Though many centipedes hatch from their eggs with a full complement of leg pairs, certain kinds of Chilopods grow more throughout their lives. For example, stone centipedes (order Lithobiomorpha) and house centipedes (order Scutigeromorpha) start out with as few as 14 legs but add pairs with each successive molt until they reach adulthood. The common house centipede can live as long as five to six years, so that's a lot of legs.

Centipedes Are Carnivorous Hunters

Though some occasionally scavenge a meal, centipedes are primarily hunters. Smaller centipedes catch other invertebrates, including insects, mollusks, annelids, and even other centipedes. The larger tropical species can consume frogs and even small birds. To accomplish this, the centipede usually wraps itself around the prey and waits for the venom to take effect before consuming its meal.

Where does this venom come from? A centipede's first set of legs are venomous fangs, which they use to inject paralyzing venom into prey. These special appendages are known as forcipules and are unique to centipedes. Additionally, large poison claws partially cover the mouthparts of centipedes and form part of the feeding apparatus.

People Keep Centipedes as Pets

It's surprising but true. There are even centipede breeders, though most centipedes sold in the pet trade are wild-caught. The most common centipedes sold for pets and zoological displays come from the Scolopendra genus.

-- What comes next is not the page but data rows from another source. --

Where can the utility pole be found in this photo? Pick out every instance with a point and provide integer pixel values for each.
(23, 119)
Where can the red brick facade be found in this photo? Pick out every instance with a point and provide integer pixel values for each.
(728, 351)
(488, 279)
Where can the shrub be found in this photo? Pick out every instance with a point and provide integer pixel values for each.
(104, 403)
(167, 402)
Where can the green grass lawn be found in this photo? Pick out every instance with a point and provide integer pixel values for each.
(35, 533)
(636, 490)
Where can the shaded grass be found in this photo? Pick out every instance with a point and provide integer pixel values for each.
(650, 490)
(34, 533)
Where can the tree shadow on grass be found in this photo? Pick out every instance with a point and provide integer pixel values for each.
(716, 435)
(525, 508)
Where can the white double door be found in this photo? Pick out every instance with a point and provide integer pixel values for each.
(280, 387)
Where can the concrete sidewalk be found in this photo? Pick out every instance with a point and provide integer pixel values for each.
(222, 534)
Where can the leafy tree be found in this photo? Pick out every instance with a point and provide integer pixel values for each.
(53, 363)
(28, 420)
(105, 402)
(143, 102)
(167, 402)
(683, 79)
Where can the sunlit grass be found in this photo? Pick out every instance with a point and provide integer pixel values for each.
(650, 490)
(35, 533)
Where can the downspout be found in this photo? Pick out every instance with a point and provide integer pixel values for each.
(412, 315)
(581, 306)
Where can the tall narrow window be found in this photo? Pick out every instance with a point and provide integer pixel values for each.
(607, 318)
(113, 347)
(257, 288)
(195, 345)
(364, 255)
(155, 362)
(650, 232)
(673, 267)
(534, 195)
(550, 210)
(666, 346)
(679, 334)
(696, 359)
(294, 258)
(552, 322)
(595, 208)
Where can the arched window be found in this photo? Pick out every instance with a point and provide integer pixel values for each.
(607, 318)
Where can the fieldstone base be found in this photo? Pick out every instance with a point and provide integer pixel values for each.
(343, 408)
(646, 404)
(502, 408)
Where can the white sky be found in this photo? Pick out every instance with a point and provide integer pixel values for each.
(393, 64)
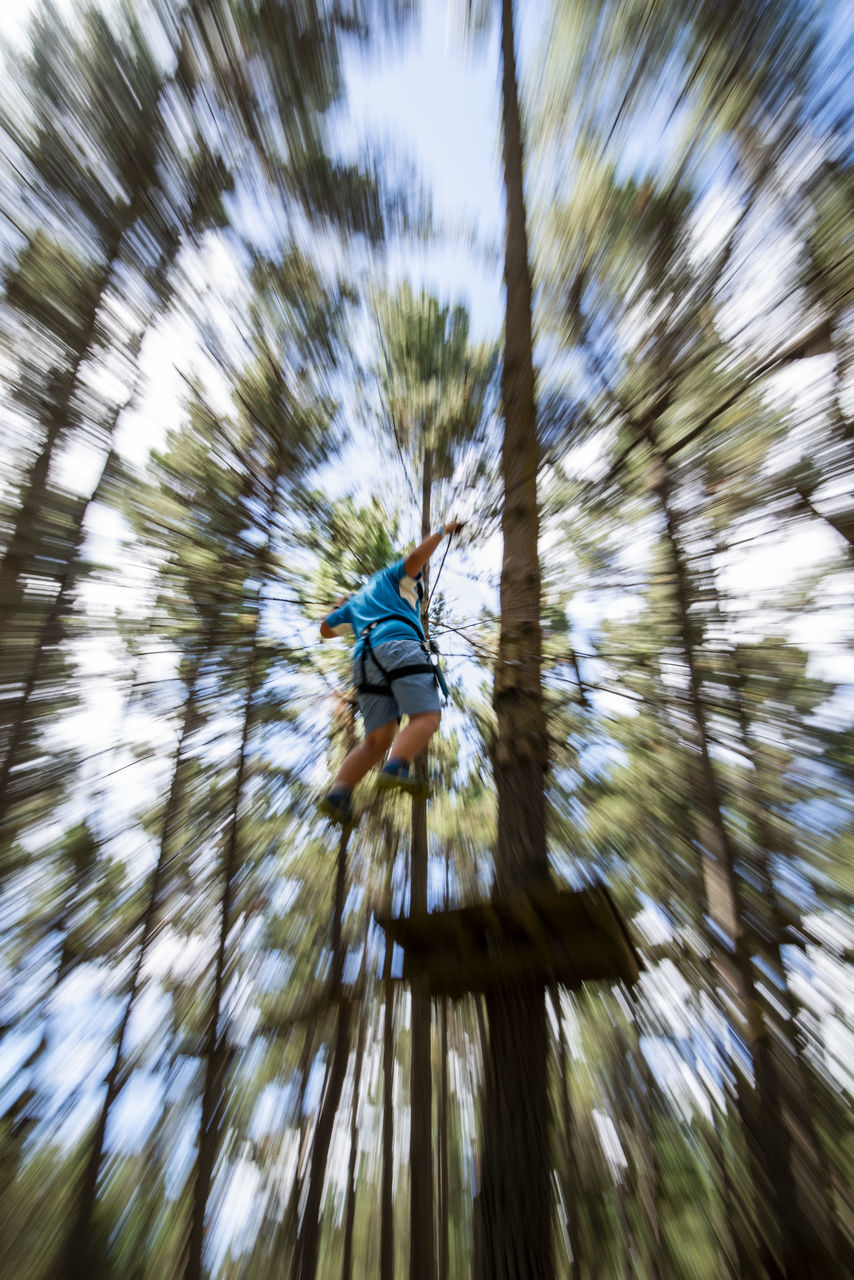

Pet centipedes are kept in terrariums with a large surface area—a minimum of 60 square centimeters (24 inches) for larger species. They require a built substrate of soil and coconut fiber for burrowing, and they can be fed pre-killed crickets, cockroaches, and mealworms weekly or biweekly. They always need a shallow dish of water.

Additionally, centipedes require a minimum humidity of 70%; rainforest species need more. Appropriate ventilation should be provided with a grid cover and small holes on the side of the terrarium, but be sure the holes are small enough that the centipede can't crawl through. Temperate species like it between 20 and 25 degrees Celsius (68–72 Fahrenheit), and tropical species thrive between 25 and 28 degrees Celsius (77–82.4 Fahrenheit).

But be wary—centipedes are aggressive, venomous, and potentially dangerous for humans, especially children. Centipede bites can cause skin damage, bruising, blisters, inflammation, and even gangrene. Therefore, enclosures should be escape-proof; although centipedes can't climb smooth glass or acrylic, don't provide them with a way to climb to reach the lid.

And don't worry if you don't see your pet centipede out during the day—centipedes are night creatures.

Centipedes Are Good Mothers

You probably wouldn't expect a centipede to be a good mother, but a surprising number of them dote on their offspring. Female soil centipedes (Geophilomorpha) and tropical centipedes (Scolopendromorpha) lay an egg mass in an underground burrow. Then, the mother wraps her body around the eggs and remains with them until they hatch, protecting them from harm.

Centipedes Are Fast

With the exception of the slow-moving soil centipedes, which are built to burrow, Chilopods can run fast. A centipede's body is suspended in a cradle of long legs. When those legs start moving, this gives the centipede more maneuverability over and around obstacles as it flees predators or chases prey. The tergites—the dorsal surface of the body segments—may also be modified to keep the body from swaying while in motion. This all results in the centipede being lighting-quick.

Centipedes Prefer Dark and Moist Environments

Arthropods often have a waxy coating on the cuticle to help prevent water loss, but centipedes lack this waterproofing. To make up for this, most centipedes live in dark, moist environments, like under leaf litter or in damp, rotting wood. Those that inhabit deserts or other arid environments often modify their behavior to minimize the risk of dehydration—they may delay activity until seasonal rains arrive, such as entering diapause during the hottest, driest spells.